A change may occur in the nuclear disarmament effort, which has suffered from a lingering sense of stagnation, as two tides regarding nuclear weapons clash.

One is the trend toward the complete rejection of nuclear weapons. The “humanitarian consequences” of nuclear weapons were first referred to in the final document of the 2010 NPT review conference. With this development, the common-sense notion that nuclear weapons are inhumane spread. This, in turn, is building international opinion in favor of immediate nuclear abolition. In the U.N. General Assembly last year, 80 percent of the body’s member nations and regions lent their support to a statement that emphasized the inhumanity of nuclear weapons.

The groundswell of international opinion that focused on the inhumanity of chemical weapons, land mines and cluster bombs led to treaties banning their use. The growing realization in the international community that nuclear weapons are next has serious implications.

Meanwhile there is an ongoing effort to discourage this movement.

At the International Conference on the Humanitarian Impact of Nuclear Weapons, which took place in Vienna, Austria in December, the U.S. and the U.K., both participating for the first time, clearly stated their opposition to the effort to introduce a nuclear weapons convention, which had been mounted at a previous conference. The nuclear nations have openly put a stop to the effort led by non-nuclear nations to outlaw nuclear weapons. At the 2000 NPT review conference, 187 nations, including the nuclear nations, agreed to take “concrete steps for the total elimination of nuclear weapons.” This vow made 15 years ago must be renewed at the upcoming conference. Reliance on “nuclear umbrella”

There is no doubt that any effort to get the nuclear nations to the negotiating table to discuss a treaty banning the use of nuclear weapons will face substantial hurdles.

The role of Japan, both a victim of atomic bombings and an ally of the U.S., is now being called into question.

But the Japanese government continues to rely on the “nuclear umbrella” of the U.S. and to draw the line at outlawing nuclear weapons.

And in December, when asked about the prospects for this spring’s NPT review conference, Toshio Sano, the Japanese ambassador for disarmament, offered a pessimistic view saying that achieving success would be “very difficult.” His talking like this several months before the conference makes us wonder about his motivation.

Basic premise to return to

In November, Pope Francis criticized the failure to make progress on the abolition of nuclear weapons saying that “mankind has learned nothing” from the atomic bombings of Hiroshima and Nagasaki. The Japanese government in particular must think hard about this.
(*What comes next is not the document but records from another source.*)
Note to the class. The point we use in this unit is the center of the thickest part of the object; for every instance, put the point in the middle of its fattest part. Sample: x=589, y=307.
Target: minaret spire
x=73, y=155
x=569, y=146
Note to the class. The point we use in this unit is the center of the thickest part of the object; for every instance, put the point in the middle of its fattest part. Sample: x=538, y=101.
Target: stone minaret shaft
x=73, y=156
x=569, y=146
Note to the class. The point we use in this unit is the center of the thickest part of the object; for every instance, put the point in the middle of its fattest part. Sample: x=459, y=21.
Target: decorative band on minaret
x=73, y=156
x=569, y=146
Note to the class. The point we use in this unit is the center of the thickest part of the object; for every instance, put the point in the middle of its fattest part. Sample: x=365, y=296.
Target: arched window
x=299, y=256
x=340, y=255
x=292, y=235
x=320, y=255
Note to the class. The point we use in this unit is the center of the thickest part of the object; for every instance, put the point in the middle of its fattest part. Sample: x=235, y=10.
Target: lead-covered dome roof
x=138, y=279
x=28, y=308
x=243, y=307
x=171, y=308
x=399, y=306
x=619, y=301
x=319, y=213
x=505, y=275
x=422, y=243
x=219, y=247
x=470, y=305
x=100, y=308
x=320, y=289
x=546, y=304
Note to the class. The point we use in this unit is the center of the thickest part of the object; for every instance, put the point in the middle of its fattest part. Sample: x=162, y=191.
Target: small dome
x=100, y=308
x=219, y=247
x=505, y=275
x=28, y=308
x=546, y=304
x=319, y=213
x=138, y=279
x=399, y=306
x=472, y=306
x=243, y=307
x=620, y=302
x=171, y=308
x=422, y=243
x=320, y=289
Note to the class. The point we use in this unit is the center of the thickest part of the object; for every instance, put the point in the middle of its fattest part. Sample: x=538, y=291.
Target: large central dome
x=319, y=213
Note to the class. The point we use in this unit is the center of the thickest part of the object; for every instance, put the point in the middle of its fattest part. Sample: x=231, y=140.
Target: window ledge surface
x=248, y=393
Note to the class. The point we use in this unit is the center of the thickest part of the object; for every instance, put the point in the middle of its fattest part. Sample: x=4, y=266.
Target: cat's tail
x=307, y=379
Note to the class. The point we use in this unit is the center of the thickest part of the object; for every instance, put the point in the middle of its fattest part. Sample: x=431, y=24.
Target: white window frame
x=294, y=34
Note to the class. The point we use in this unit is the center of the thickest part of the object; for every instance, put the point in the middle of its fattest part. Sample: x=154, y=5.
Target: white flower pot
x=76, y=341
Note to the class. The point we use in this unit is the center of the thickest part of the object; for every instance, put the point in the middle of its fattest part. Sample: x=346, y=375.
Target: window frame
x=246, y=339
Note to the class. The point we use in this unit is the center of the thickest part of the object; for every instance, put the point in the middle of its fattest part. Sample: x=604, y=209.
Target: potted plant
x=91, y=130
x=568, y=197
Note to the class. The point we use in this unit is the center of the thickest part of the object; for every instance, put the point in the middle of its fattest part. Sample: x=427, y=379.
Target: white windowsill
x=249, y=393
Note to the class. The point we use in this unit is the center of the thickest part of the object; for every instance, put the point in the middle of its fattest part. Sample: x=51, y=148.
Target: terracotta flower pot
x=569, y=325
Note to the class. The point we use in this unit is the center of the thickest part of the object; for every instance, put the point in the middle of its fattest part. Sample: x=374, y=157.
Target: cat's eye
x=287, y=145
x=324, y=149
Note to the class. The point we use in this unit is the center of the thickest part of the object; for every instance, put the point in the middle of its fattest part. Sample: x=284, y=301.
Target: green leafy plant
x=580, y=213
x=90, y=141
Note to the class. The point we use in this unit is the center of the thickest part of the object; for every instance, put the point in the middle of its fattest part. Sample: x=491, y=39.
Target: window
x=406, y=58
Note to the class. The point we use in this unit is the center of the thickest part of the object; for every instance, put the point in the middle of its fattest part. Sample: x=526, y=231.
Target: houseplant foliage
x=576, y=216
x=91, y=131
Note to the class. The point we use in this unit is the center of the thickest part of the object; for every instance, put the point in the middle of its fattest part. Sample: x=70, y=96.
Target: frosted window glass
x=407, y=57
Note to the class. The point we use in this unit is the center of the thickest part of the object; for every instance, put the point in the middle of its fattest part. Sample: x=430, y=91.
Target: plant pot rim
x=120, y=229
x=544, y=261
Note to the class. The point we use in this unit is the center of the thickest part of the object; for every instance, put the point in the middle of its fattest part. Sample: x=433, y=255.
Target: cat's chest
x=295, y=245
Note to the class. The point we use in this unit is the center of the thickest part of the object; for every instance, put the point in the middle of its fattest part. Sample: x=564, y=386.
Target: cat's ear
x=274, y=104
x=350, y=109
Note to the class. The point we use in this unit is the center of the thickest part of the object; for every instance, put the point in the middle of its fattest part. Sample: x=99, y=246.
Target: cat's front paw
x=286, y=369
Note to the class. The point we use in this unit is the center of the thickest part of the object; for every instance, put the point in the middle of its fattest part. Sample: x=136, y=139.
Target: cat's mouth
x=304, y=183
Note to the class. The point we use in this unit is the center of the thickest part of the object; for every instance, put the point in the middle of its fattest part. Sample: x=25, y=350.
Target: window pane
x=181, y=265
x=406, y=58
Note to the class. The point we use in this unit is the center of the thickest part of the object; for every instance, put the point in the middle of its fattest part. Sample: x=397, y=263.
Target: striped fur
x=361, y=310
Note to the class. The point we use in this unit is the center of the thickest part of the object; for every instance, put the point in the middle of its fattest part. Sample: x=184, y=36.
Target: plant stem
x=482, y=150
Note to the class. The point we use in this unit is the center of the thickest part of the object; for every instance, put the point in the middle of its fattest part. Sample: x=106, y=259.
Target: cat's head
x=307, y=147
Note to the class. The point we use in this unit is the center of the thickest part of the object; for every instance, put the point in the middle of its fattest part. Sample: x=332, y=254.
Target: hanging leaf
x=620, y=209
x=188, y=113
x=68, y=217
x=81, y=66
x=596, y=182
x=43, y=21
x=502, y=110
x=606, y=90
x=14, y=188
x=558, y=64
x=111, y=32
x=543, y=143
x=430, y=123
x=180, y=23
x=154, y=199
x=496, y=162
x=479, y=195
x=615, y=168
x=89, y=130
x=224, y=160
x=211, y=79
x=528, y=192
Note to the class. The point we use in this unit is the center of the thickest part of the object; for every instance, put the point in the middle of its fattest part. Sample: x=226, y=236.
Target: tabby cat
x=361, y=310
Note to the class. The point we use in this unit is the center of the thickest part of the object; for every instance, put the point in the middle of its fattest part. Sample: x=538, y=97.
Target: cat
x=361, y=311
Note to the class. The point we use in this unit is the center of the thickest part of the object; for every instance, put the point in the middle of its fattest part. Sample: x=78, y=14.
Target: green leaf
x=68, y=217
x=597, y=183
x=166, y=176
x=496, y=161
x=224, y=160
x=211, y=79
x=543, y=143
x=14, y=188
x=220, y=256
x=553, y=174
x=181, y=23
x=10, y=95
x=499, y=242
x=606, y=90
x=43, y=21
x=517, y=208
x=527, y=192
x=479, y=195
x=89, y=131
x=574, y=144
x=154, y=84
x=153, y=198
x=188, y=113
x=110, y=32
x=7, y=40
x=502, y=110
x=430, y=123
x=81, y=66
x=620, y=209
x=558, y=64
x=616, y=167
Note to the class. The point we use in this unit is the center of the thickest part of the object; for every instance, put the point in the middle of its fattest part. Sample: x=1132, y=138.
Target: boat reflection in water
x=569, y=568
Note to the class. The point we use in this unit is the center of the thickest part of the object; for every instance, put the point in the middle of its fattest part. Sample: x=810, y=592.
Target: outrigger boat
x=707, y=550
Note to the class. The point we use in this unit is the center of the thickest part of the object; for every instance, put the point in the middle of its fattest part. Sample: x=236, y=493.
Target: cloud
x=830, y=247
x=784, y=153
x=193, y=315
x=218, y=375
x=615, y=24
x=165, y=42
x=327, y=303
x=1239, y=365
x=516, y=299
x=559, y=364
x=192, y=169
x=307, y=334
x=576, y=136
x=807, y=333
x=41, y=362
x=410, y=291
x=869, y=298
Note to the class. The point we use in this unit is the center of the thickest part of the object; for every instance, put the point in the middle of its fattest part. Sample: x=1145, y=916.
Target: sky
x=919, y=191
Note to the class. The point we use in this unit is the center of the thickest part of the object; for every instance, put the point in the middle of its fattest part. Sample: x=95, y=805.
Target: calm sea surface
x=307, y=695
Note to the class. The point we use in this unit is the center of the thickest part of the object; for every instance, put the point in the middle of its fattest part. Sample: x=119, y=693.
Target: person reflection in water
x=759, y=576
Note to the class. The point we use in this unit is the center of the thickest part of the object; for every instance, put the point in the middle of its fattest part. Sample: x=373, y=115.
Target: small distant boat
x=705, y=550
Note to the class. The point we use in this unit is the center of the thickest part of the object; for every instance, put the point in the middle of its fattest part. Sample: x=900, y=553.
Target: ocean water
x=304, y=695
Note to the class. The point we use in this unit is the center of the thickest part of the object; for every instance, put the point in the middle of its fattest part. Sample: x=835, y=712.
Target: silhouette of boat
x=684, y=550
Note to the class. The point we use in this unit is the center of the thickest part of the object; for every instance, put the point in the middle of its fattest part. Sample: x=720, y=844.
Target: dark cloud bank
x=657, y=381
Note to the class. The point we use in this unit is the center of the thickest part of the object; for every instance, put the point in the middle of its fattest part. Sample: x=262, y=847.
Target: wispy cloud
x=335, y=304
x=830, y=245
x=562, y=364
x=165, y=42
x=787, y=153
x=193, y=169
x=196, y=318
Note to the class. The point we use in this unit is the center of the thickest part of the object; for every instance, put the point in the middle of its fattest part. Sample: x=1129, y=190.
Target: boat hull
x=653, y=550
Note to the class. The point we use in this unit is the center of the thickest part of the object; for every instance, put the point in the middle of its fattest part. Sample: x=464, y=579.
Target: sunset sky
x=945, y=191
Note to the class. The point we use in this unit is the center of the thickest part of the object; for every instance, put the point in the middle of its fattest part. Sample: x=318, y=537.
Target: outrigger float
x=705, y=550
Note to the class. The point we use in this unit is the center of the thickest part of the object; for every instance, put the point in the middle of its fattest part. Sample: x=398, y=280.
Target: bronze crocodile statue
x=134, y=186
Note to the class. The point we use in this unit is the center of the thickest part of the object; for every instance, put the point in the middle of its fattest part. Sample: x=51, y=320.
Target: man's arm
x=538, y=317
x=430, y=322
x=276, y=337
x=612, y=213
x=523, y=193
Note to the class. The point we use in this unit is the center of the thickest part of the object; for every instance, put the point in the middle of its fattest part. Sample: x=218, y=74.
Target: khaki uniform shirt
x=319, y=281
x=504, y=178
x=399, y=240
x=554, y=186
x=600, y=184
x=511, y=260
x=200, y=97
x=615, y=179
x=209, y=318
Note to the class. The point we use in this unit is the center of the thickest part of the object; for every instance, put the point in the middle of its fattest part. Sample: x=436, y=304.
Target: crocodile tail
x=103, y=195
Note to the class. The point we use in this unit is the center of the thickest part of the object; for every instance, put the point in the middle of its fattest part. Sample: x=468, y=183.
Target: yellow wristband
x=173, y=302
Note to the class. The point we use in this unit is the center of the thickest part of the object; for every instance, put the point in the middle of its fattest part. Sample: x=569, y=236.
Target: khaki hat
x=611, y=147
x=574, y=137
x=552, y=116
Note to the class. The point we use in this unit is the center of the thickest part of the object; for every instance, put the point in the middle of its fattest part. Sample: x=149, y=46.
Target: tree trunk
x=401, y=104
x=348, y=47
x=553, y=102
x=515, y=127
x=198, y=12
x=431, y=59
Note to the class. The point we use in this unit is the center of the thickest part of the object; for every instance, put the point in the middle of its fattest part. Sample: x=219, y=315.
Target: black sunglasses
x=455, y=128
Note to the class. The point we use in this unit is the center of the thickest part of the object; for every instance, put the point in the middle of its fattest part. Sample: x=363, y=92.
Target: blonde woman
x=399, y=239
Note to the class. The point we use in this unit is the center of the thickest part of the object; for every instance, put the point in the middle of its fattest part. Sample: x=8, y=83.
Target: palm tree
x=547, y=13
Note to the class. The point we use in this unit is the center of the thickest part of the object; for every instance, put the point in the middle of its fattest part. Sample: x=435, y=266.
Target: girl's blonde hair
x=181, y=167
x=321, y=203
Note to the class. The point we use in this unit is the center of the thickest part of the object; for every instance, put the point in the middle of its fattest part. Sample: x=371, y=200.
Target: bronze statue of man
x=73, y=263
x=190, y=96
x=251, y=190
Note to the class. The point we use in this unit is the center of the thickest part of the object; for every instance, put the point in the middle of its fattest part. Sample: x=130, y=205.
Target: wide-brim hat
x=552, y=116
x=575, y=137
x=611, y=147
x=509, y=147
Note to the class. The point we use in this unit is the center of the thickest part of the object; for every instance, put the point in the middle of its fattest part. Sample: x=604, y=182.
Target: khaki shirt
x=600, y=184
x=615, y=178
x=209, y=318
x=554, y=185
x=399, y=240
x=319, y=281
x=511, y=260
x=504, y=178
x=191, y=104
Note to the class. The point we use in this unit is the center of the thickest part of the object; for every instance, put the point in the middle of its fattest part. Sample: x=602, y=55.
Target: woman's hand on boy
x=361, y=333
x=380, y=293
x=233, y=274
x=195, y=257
The accounts of the atomic bomb survivors have moved many people – their suffering and grief at their inability to save someone dear to them, their impassioned pleas to remember the preciousness of peace. But the efforts to pass on their pleas to the younger generation are not enough even in Hiroshima.

The basic premise that the human race cannot coexist with nuclear weapons must be conveyed to the next generation and disseminated to the world. This will serve as the basis for the movement that will make nuclear abolition a reality.